Yu Itahashi

Affiliation: University of Tsukuba
Job Class: Visiting Fellow
Specialty: Stable Isotope Ecology, Scientific studies on cultural properties


Research Topic

My study aims to reveal social development from the Neolithic to the Bronze Age, when human society became more complex and urbanized after the appearance of food production, through isotope analyses of archaeological bones. My main research fields are West Asia and China, where agriculture and urban civilizations emerged. Using isotope analyses of human and animal bones, my research tries to reveal the societies based on human diets, animal management, etc.

Nitrogen and carbon in bone collagen and amino acids of animals are composed of several isotopes with different mass numbers. Since collagen and amino acids are formed from food resources, it is possible to estimate what kinds and in what the isotope analyses consumed composition of foods. Additionally, information available from bone isotope analyses is an individual's diet.

In the Early Neolithic period in West Asia, there was a custom of burying bodies under the floors of houses, making it possible to link human remains to the houses they were possibly living in. We found that isotopic compositions of hunter-gatherers (Hasankeyf Höyük) and early farmers (Asıklı Höyük) varied within the community but had close values in each house buried in.

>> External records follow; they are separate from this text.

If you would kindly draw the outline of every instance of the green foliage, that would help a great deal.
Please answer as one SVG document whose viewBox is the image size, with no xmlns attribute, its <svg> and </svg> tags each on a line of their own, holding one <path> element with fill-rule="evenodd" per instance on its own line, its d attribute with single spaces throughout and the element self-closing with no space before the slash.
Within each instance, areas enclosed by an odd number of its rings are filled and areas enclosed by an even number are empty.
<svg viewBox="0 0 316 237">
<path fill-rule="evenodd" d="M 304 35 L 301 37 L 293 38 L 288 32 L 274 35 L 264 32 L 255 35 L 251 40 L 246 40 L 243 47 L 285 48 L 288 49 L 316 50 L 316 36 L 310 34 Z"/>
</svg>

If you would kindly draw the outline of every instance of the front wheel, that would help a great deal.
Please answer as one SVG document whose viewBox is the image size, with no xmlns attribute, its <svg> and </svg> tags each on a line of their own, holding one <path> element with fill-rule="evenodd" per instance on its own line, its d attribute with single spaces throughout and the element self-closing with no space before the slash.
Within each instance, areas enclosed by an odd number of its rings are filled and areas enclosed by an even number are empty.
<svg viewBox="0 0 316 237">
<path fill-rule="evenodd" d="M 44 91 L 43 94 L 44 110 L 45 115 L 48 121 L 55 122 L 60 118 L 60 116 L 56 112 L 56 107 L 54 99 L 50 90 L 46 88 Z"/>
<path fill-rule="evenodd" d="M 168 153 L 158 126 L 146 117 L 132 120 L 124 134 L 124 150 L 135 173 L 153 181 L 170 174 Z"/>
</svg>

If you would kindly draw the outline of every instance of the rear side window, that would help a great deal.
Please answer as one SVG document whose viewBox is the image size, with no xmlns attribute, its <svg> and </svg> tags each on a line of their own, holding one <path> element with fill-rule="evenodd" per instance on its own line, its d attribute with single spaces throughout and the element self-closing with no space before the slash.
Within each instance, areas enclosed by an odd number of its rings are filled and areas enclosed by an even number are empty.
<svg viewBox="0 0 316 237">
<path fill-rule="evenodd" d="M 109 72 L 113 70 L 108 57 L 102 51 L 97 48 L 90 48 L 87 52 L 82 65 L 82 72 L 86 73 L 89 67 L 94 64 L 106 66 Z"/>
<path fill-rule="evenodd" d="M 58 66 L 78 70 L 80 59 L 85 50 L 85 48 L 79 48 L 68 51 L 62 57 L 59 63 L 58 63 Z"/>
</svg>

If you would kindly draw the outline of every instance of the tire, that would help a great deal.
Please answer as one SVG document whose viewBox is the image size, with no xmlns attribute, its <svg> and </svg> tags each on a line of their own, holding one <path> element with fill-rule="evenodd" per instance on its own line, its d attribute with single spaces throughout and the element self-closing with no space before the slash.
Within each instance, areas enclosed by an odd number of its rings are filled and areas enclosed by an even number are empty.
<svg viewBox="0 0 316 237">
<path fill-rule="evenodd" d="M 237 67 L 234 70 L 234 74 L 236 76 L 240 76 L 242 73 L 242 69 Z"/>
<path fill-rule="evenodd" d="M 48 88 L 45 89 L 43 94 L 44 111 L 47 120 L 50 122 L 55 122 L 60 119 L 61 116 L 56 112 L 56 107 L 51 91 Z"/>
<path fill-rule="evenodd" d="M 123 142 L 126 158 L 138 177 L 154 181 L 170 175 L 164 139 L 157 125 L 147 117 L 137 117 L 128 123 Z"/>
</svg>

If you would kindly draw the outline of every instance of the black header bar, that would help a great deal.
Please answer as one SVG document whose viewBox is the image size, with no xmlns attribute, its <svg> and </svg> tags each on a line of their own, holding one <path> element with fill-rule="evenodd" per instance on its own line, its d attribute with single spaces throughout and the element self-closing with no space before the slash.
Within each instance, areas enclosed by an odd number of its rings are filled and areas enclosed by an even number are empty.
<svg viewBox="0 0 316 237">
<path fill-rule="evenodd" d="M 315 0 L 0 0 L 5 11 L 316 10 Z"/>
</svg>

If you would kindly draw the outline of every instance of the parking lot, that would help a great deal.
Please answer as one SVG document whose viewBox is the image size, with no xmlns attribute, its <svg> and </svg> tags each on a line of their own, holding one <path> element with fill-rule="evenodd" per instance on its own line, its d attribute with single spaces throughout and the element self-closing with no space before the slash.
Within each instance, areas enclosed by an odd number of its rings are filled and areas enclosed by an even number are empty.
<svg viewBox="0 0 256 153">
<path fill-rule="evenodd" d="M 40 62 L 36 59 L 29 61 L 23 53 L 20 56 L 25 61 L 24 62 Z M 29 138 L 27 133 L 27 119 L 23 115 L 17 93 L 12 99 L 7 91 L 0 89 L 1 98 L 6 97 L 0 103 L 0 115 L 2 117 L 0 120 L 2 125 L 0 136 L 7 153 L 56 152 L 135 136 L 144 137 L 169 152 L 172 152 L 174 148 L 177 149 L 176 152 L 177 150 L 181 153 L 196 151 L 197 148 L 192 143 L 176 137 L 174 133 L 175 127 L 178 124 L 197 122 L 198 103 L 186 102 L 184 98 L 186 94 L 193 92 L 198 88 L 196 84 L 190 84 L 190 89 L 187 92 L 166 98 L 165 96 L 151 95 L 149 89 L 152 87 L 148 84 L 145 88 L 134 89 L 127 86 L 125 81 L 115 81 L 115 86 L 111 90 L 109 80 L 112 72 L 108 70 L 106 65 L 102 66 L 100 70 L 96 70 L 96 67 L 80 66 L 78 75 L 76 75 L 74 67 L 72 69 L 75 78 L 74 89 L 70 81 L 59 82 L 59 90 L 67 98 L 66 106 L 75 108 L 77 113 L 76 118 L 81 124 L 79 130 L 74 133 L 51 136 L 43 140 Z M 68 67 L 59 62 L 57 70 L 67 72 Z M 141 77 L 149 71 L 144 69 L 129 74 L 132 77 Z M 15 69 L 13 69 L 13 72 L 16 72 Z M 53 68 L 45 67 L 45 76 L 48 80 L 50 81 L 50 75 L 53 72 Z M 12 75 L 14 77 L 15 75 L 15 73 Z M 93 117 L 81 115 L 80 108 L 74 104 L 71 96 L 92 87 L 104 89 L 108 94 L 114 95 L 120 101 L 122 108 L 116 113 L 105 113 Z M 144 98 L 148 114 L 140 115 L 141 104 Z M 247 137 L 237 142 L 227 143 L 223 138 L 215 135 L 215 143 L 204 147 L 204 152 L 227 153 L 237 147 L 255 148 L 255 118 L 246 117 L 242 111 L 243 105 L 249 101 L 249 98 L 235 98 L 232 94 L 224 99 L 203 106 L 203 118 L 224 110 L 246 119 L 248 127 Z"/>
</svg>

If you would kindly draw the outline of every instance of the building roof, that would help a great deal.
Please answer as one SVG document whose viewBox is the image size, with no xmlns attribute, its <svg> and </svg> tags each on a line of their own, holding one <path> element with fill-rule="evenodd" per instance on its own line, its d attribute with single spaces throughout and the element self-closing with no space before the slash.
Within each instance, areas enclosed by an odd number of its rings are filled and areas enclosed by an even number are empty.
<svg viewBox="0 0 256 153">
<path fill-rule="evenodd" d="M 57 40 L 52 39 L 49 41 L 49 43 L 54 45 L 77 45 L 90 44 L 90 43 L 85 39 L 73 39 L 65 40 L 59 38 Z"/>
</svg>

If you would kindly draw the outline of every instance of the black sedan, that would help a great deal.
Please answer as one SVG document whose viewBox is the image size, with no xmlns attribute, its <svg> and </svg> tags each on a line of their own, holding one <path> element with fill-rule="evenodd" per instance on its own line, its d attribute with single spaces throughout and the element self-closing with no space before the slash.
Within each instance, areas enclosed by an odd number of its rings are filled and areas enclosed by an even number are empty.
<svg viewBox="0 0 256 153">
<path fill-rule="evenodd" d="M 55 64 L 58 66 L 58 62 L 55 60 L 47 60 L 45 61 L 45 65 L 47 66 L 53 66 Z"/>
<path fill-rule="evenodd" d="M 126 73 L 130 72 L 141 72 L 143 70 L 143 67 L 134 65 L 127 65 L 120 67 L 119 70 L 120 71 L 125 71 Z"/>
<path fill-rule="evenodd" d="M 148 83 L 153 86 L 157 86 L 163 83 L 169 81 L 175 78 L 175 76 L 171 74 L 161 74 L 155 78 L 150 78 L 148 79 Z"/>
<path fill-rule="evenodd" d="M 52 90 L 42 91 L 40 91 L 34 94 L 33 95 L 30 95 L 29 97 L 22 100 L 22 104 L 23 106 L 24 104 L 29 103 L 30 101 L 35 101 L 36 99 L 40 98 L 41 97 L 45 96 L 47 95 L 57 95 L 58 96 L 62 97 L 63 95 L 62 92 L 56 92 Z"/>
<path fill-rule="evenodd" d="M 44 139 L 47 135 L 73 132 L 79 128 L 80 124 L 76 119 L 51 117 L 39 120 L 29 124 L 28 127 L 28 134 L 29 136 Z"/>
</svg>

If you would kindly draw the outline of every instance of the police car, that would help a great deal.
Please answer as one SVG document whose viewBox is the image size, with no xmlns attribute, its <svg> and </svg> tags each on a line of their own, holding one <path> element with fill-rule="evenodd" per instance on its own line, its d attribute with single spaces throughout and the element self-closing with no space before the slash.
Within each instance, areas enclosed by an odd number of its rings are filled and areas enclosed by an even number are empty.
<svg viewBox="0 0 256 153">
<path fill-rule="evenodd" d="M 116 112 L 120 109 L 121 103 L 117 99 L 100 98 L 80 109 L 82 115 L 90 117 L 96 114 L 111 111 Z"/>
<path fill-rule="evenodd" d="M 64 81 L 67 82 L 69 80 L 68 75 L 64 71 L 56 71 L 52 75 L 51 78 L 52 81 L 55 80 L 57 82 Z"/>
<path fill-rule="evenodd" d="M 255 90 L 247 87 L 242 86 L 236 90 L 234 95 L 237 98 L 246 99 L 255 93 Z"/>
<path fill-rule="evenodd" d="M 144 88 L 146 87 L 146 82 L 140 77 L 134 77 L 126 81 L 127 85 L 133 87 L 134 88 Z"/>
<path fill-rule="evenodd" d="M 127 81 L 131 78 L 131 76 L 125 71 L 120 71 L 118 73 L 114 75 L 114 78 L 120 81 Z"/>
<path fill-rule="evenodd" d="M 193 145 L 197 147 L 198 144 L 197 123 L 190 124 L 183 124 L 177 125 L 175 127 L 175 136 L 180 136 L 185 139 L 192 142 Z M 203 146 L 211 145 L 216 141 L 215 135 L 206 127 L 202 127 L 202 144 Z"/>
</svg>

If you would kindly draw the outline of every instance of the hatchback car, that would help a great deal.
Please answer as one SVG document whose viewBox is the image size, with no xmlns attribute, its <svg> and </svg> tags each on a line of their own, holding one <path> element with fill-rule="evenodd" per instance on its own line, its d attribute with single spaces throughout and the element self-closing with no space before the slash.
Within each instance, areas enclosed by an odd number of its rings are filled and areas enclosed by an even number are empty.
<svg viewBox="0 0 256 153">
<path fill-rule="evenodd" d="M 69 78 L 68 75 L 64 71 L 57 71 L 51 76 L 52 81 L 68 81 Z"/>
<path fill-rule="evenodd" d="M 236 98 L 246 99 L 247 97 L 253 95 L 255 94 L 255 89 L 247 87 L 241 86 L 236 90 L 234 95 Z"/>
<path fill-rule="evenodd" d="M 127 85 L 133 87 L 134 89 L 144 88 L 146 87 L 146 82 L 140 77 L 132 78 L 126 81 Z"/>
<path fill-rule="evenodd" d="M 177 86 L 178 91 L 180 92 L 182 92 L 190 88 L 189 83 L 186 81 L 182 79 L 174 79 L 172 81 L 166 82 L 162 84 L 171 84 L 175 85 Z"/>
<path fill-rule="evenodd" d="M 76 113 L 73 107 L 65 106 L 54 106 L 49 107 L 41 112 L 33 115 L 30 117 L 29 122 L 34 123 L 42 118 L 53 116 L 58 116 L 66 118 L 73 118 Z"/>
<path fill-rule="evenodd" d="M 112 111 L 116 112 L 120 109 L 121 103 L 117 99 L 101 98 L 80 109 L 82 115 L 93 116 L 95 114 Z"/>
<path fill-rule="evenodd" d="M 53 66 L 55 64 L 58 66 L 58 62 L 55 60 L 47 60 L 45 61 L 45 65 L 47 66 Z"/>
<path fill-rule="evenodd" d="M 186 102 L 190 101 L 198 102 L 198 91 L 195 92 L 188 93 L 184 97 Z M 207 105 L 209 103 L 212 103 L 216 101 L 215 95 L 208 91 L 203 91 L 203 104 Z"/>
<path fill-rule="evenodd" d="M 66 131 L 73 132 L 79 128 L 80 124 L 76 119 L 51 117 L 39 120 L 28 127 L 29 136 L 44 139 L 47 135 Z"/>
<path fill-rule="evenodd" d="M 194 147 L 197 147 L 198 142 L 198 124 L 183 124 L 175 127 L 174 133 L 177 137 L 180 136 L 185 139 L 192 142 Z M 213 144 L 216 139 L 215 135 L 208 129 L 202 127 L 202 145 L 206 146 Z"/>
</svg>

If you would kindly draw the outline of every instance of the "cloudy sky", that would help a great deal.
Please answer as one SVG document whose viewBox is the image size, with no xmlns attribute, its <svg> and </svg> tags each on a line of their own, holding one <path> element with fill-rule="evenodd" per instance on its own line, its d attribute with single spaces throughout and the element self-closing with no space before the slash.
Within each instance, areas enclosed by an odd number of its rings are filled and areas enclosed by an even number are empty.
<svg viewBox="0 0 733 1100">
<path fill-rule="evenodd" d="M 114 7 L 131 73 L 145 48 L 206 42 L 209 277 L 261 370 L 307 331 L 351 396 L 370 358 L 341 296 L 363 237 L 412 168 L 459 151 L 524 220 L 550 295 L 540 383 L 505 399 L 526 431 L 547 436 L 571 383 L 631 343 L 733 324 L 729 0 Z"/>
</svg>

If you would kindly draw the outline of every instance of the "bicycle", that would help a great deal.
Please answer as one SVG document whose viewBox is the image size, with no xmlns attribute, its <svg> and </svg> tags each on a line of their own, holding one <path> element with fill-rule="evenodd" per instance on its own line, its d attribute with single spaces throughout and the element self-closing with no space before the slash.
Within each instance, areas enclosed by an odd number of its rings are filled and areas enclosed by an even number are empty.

This result suggests that hunter-gatherers and the early farmer did not share the food resources equally throughout the community but instead managed food on a household basis.

Similarly, I believe that isotopic compositions of animal bones reveal how livestock was managed and by what size social unit. Given the evidence related to these economic units, I try to elucidate the process of complexity and growth in scale of the prehistoric societies.